Durante a abordagem em sua residência, os agentes apreenderam o aparelho celular utilizado para gravar e publicar os conteúdos criminosos. No local, a equipe também identificou o cenário usado nos vídeos: uma parede decorada com dois crucifixos e pichada com frases de ódio escritas à mão. Em uma das inscrições, o autor afirmava que todo o rancor guardado em seu coração ainda era pouco, reforçando o caráter obsessivo de sua conduta.

O histórico de Alan Braga aponta para uma reincidência crônica no radar das autoridades policiais. Em junho deste ano, ele já havia sido indiciado pela Decrin por desferir ofensas racistas contra uma policial civil negra no perfil oficial da PCDF, ironicamente no Dia Internacional da Mulher. Outros registros em delegacias do DF também detalham ataques anteriores desferidos por ele contra grupos específicos, incluindo mato-grossenses e mineiros.

De acordo com a delegada da Decrin, Thalita Nobrega, o investigado ia além do desabafo preconceituoso e incitava ativamente terceiros a cometerem crimes contra minorias. Caso seja formalmente condenado pela somatória dos crimes de racismo e apologia ao crime, a pena estimada para o suspeito pode ultrapassar os 10 anos de reclusão. As autoridades reforçam que a internet não é uma terra sem leis e que discursos dessa natureza geram punições severas.

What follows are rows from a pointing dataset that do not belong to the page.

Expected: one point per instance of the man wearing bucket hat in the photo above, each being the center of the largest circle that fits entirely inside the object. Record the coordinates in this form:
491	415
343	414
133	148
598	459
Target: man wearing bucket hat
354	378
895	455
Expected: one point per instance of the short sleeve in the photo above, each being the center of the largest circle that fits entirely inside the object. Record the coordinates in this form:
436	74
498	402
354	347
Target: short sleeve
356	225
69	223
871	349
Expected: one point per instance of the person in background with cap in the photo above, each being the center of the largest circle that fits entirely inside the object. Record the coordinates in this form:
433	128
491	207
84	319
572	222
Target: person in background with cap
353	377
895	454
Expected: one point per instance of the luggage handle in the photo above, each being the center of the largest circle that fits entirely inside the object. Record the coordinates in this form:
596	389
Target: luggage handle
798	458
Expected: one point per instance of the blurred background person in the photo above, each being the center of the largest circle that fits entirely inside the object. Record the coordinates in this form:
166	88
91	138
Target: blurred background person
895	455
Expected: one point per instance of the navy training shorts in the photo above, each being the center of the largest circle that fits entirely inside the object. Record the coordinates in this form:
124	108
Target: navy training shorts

No mês anterior, o homem já havia sido alvo de uma operação de busca realizada pela 8ª Delegacia de Polícia (Estrutural). Aquela linha de investigação inicial buscava mapear o nível de envolvimento do suspeito com grupos ou células extremistas que operam em fóruns e comunidades virtuais. Com a prisão desta quinta-feira, a Polícia Civil espera interromper o ciclo de violência digital promovido pelo acusado e aprofundar a análise do material apreendido.